Seit 25 Jahren steht am Rande der Neusser Innenstadt unter hohen Bäumen ein kleiner Nachbau von Shakespeares legendärem Globe-Theater. Dort hat sich aus bescheidenen Anfängen ein Shakespeare-Festival entwickelt, das inzwischen für vier Wochen im Sommer Theaterleute aus aller Welt anzieht.

19.06.2016
    Die Hexenszene aus Shakespeares Macbeth zur Begleitung der singenden Säge. Und gleich danach eine große Dame des deutschen Theaters mit einem Sonett Corinna Kirchhoff war zu Gast, das Signum Saxophon-Quartett und das Asasello Quartett unterlegten die Shakespeare-Verse mit Musik. Und dann kam noch ein Zauberer, ein Jongleur oder ein Comedian, der den Saal aufmischte.
    "Shakespeare goes Variété" hieß der Abend, mit dem das Neusser Festival in diesem Sommer erstmals eine eigene Produktion realisiert hat. Man kann sich keinen anderen Autor vorstellen, der so einen Genremix vertragen würde. Bei Shakespeare klappt das: Man konnte staunen, lachen und tatsächlich noch ein paar dunkle Untertöne spüren – schließlich war es eine Revue zum Todestag. Und dieser ungeniert zupackende Griff nach der Weltliteratur zeichnete auch in diesem Jahr wieder das ganze Festival aus.
    Buntheit ist Programm in Neuss, wo sich inzwischen rund um das Globe eine Art Kultur-Biergarten mit Blumen, Bänken und einem Imbissbüdchen etabliert hat, in dem die Vorstellung oft schon draußen beginnt, wenn geschminkte Schauspieler selbst ihre Programme verkaufen.

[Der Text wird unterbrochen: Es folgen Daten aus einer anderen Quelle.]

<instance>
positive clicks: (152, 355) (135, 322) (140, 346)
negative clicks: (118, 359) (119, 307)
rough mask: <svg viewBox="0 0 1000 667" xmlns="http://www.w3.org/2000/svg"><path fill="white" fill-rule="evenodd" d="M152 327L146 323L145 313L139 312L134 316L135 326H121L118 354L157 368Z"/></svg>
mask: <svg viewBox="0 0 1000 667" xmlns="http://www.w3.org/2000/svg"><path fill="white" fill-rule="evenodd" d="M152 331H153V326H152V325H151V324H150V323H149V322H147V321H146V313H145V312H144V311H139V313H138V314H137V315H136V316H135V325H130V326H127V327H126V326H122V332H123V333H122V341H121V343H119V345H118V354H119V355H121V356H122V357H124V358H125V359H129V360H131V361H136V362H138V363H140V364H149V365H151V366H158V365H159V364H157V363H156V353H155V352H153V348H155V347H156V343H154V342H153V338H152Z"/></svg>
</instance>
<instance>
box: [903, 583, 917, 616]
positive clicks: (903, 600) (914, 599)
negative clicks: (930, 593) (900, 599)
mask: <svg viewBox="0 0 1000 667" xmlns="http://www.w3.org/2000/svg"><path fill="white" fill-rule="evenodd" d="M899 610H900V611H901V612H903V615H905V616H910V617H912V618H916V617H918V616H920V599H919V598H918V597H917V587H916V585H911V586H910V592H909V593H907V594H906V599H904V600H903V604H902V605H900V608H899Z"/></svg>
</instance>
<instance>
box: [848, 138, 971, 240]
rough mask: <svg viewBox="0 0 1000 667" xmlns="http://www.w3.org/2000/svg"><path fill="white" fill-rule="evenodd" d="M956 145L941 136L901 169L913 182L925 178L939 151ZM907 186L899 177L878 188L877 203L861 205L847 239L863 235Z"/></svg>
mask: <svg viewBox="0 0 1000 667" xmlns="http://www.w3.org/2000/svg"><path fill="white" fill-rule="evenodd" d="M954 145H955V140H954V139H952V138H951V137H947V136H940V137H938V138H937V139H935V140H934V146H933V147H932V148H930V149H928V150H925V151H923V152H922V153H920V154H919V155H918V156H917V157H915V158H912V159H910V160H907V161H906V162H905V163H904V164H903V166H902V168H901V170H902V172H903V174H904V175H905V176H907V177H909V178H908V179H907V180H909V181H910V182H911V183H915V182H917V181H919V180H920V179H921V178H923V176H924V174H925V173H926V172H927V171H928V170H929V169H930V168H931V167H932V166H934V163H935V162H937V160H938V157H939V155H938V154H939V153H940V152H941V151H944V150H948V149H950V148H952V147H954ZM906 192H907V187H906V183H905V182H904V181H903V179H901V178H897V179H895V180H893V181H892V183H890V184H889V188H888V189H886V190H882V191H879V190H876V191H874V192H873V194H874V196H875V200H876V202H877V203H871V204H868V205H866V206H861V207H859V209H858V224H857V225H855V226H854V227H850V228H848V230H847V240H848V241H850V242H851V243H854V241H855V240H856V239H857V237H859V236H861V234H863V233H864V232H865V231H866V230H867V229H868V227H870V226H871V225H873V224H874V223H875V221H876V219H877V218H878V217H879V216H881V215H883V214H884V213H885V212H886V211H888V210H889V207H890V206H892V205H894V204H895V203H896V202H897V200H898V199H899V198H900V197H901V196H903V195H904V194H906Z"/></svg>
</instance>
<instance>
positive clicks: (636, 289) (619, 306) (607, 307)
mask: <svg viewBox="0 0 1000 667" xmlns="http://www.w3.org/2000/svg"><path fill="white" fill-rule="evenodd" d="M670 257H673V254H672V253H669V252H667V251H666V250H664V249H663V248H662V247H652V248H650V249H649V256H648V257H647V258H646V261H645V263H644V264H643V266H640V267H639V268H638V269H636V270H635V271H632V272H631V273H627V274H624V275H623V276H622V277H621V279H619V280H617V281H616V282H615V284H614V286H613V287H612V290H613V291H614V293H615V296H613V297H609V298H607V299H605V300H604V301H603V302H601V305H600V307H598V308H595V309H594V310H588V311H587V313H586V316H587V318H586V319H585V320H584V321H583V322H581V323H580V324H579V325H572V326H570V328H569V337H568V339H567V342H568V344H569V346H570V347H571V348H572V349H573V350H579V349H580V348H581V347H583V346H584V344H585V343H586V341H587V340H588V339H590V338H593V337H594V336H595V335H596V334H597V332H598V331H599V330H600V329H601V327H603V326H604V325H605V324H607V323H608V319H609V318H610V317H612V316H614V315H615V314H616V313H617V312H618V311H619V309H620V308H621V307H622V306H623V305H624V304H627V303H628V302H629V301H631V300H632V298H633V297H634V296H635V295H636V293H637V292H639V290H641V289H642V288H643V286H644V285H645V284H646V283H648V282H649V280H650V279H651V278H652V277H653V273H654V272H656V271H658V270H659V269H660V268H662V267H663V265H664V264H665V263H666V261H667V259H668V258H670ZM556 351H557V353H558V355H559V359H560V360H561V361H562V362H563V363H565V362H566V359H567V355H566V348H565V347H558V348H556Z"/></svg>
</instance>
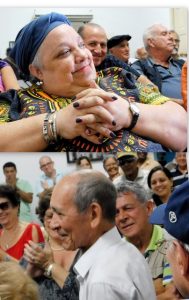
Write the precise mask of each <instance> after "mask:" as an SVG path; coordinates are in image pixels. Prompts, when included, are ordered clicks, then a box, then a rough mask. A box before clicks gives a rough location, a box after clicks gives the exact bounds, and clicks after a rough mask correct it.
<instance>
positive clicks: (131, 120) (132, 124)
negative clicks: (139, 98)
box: [126, 101, 140, 130]
mask: <svg viewBox="0 0 189 300" xmlns="http://www.w3.org/2000/svg"><path fill="white" fill-rule="evenodd" d="M129 110H130V112H131V114H132V120H131V124H130V125H129V127H127V128H126V129H127V130H132V129H133V128H134V127H135V125H136V123H137V121H138V118H139V115H140V110H139V108H138V106H137V105H136V104H135V103H134V102H130V101H129Z"/></svg>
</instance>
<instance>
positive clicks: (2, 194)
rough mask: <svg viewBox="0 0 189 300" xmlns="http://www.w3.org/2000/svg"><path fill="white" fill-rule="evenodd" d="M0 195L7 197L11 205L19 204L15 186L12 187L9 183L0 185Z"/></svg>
mask: <svg viewBox="0 0 189 300" xmlns="http://www.w3.org/2000/svg"><path fill="white" fill-rule="evenodd" d="M0 197H1V198H7V199H8V200H9V201H10V203H11V205H12V206H13V207H17V206H20V196H19V194H18V193H17V191H16V188H13V187H12V186H10V185H6V184H1V185H0Z"/></svg>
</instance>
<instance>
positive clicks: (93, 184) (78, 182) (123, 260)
mask: <svg viewBox="0 0 189 300" xmlns="http://www.w3.org/2000/svg"><path fill="white" fill-rule="evenodd" d="M50 206H51V207H52V210H53V217H52V221H51V225H53V224H56V228H57V232H58V233H59V234H60V236H61V237H63V236H64V235H65V234H67V235H68V236H67V238H66V239H65V241H63V246H64V248H65V249H67V250H76V249H78V248H80V249H82V251H83V254H82V256H81V257H80V258H79V260H78V261H77V263H76V264H75V265H74V271H75V273H76V274H77V279H78V282H79V285H80V291H79V299H81V300H88V299H90V300H96V299H103V300H110V299H132V300H146V299H151V300H155V294H154V289H153V284H152V279H151V276H150V272H149V269H148V265H147V264H146V261H145V259H144V257H143V256H142V255H141V254H140V252H139V251H138V250H137V249H136V248H135V247H134V246H133V245H131V244H130V243H128V242H125V241H122V240H121V236H120V234H119V232H118V230H117V229H116V227H115V213H116V189H115V187H114V185H113V183H112V182H111V181H110V180H109V179H108V178H107V177H106V176H105V175H104V174H102V173H101V172H97V171H93V170H81V171H77V172H74V173H71V174H69V175H67V176H65V177H64V178H63V179H62V180H61V181H59V183H58V184H57V185H56V186H55V188H54V190H53V193H52V197H51V202H50ZM63 216H64V217H63ZM133 261H134V262H135V267H134V268H133ZM144 287H145V288H144Z"/></svg>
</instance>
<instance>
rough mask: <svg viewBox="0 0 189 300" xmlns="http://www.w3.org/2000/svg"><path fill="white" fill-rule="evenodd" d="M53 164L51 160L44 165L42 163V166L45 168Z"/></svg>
mask: <svg viewBox="0 0 189 300" xmlns="http://www.w3.org/2000/svg"><path fill="white" fill-rule="evenodd" d="M51 164H52V161H49V162H48V163H46V164H44V165H41V166H40V168H41V169H43V168H45V167H47V166H49V165H51Z"/></svg>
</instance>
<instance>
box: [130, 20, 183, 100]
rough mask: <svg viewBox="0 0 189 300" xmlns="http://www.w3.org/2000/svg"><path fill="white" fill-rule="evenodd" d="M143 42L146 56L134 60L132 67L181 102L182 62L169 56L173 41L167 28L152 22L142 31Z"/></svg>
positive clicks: (181, 96)
mask: <svg viewBox="0 0 189 300" xmlns="http://www.w3.org/2000/svg"><path fill="white" fill-rule="evenodd" d="M143 42H144V47H145V49H146V51H147V53H148V58H146V59H140V60H138V61H136V62H134V64H133V65H132V67H133V68H134V69H135V70H137V71H138V72H139V73H140V74H143V75H145V76H146V77H148V79H150V80H151V81H152V82H153V83H154V84H156V85H157V86H158V87H159V90H160V91H161V93H162V94H163V95H165V96H167V97H171V98H174V99H175V101H176V102H177V103H179V104H182V95H181V69H182V65H183V62H182V61H180V60H177V59H173V58H172V57H171V55H172V52H173V48H174V43H173V39H172V37H171V35H170V32H169V30H168V29H167V28H166V27H165V26H163V25H161V24H154V25H152V26H151V27H149V28H148V29H147V30H146V31H145V32H144V34H143Z"/></svg>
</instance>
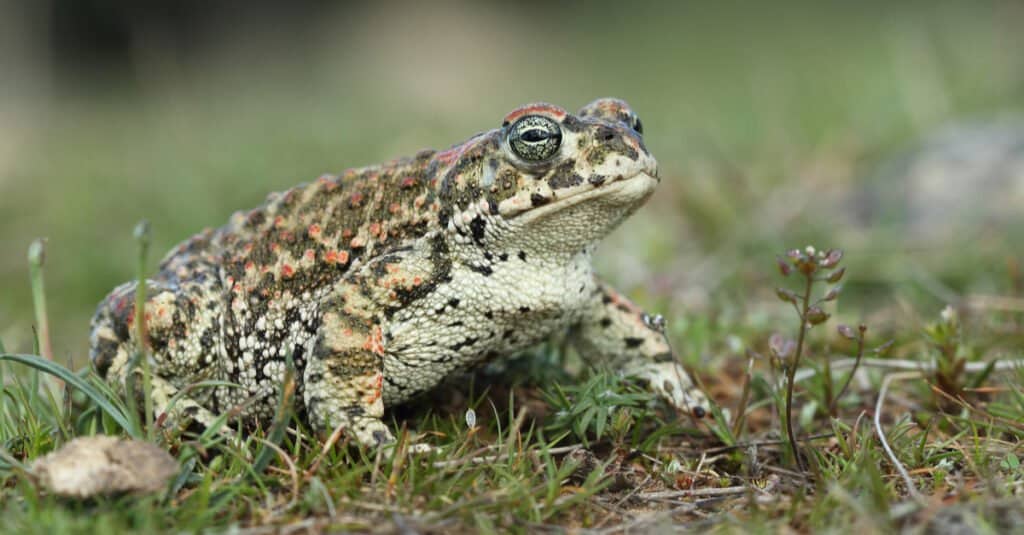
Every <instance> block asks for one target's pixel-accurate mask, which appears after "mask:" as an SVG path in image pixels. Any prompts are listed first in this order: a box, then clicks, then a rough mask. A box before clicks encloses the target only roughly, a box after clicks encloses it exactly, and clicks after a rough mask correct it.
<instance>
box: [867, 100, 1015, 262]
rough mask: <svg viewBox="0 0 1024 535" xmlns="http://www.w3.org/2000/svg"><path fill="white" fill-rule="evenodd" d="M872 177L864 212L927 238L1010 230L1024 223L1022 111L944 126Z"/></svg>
mask: <svg viewBox="0 0 1024 535" xmlns="http://www.w3.org/2000/svg"><path fill="white" fill-rule="evenodd" d="M874 178H876V179H873V180H871V184H870V187H869V193H868V194H867V195H866V201H867V202H866V203H863V204H861V208H862V209H864V211H863V212H862V213H861V214H860V215H861V216H866V217H865V218H866V220H867V221H869V222H871V223H877V222H883V223H894V224H902V225H905V228H906V230H907V234H906V236H907V238H910V239H912V240H915V241H918V242H923V244H924V245H936V244H938V243H941V242H945V241H947V240H954V239H955V240H963V239H971V238H973V237H976V236H979V235H980V234H981V233H986V232H990V231H995V232H999V233H1001V232H1002V231H1009V230H1012V229H1011V225H1014V224H1015V223H1016V224H1020V223H1024V119H1019V118H1014V119H1002V120H995V121H990V122H979V123H969V124H957V125H952V126H949V127H946V128H942V129H940V130H939V131H937V132H935V133H934V134H932V135H929V136H927V137H925V138H924V140H923V141H922V142H921V143H919V145H918V146H916V147H915V148H914V149H912V150H910V151H908V152H906V153H904V154H903V155H902V156H900V157H898V158H897V159H895V160H893V161H890V162H888V163H887V164H884V165H883V166H882V167H881V168H880V170H879V173H878V174H877V175H876V177H874Z"/></svg>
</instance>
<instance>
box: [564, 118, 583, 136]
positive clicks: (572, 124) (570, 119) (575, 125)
mask: <svg viewBox="0 0 1024 535" xmlns="http://www.w3.org/2000/svg"><path fill="white" fill-rule="evenodd" d="M562 128H565V129H566V130H568V131H570V132H579V131H580V130H581V129H582V128H583V122H581V121H580V120H579V119H577V118H575V117H573V116H571V115H566V116H565V119H562Z"/></svg>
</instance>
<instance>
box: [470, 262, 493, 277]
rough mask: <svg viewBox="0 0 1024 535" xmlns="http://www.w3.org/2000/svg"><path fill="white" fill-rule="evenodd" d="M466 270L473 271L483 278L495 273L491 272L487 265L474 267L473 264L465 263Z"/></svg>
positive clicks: (489, 276)
mask: <svg viewBox="0 0 1024 535" xmlns="http://www.w3.org/2000/svg"><path fill="white" fill-rule="evenodd" d="M466 268H469V269H470V270H471V271H474V272H476V273H478V274H480V275H482V276H484V277H490V275H492V274H494V273H495V271H494V270H492V269H490V266H489V265H476V264H473V263H467V264H466Z"/></svg>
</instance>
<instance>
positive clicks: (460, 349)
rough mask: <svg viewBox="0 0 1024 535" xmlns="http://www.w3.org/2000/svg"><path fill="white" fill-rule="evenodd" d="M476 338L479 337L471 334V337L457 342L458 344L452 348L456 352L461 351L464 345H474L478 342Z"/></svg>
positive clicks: (456, 344)
mask: <svg viewBox="0 0 1024 535" xmlns="http://www.w3.org/2000/svg"><path fill="white" fill-rule="evenodd" d="M476 340H477V338H476V337H475V336H471V337H469V338H466V339H465V340H462V341H461V342H459V343H457V344H455V345H453V346H452V347H451V349H452V351H454V352H459V351H461V349H462V348H463V347H468V346H470V345H472V344H474V343H476Z"/></svg>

    Stammgäste sind die kleinen Ensembles, die in praller Volkstheatertradition meist Komödien spielen, mit vielen Rollenwechseln und sehr körperbetonter Aktion. Die Bremer Shakespeare Company beispielsweise oder die Tobacco Factory aus Bristol. Eine fulminante Aufführung haben auch in diesem Jahr wieder die Studierenden der Ernst-Busch-Hochschule eingebracht, mit einer hinreißend komödiantischen und dabei überraschend tiefsinnigen Version der "Zwei Herren aus Verona".
    Öfter als sonst hat das Festival diesmal ausgetestet, wie viel Ernstes und Nachdenkliches sich mit der Sommerfestatmosphäre und der unmittelbaren Nähe zwischen Akteuren und Publikum im Rundbau des Globe verträgt. Die Bilanz fällt überraschend gut aus. Hamlets Seelenqualen sind natürlich immer faszinierend. In Neuss brachte das Flute Theatre sie packend heraus. Das Ensemble, von einer Schauspielerin der Royal Shakespeare Company gegründet, hat große Anerkennung gefunden für seine Arbeit mit autistischen und traumatisierten Zuschauern und erzählt das Drama aus einer Bewusstseinsspaltung Hamlets heraus, mit sechs Darstellern, einem Sofa und einem Schlagzeug auf der Bühne.
    Auch in dem Politthriller "Julius Cäsar" gibt es nichts zu lachen. Nicht einmal einen komischen Diener, Pförtner oder Totengräber hat Shakespeare hier vorgesehen zur entlastenden Ablenkung von mörderischen Intrigen. Die Mountview Productions aus London, ein Theaterproduktionshaus mit angegliederter Schauspielschule, zeigte eine spannende, absolut heutige Inszenierung, die sich völlig über Gendergrenzen hinwegsetzte. Brutus und einige andere Verschwörer waren Frauen, die das gnadenlose Machtspiel ebenso kalt beherrschten wie ihre männlichen Komplizen. Das 400 Jahre alte Stück war ein geradezu tagesaktueller Kommentar über Populisten, die alle Register der Manipulation ziehen – vom US-Wahlkampf bis zur AfD.
    2016 war ein guter Shakespeare-Jahrgang in Neuss, wo man mit vielen freien Gruppen und Off-Theater-Festivals kooperiert, um interessante Aufführungen zu finden. Das hängt natürlich jede Saison von der Marktlage ab, aber eine Neuerung sollte man auf jeden Fall beibehalten: Ein Shakespeare für Kinder. Das Pilotprojekt in diesem Jahr war "Der Sturm oder die Insel der zauberhaften Wesen" vom Ensemble Seifenblasentheater: zwei Schauspieler, ein halbes Dutzend Marionetten und Handpuppen und ein Paravent – und schon segeln zwei oder drei Schulklassen auf ihren Sitzkissen zur magischen Insel.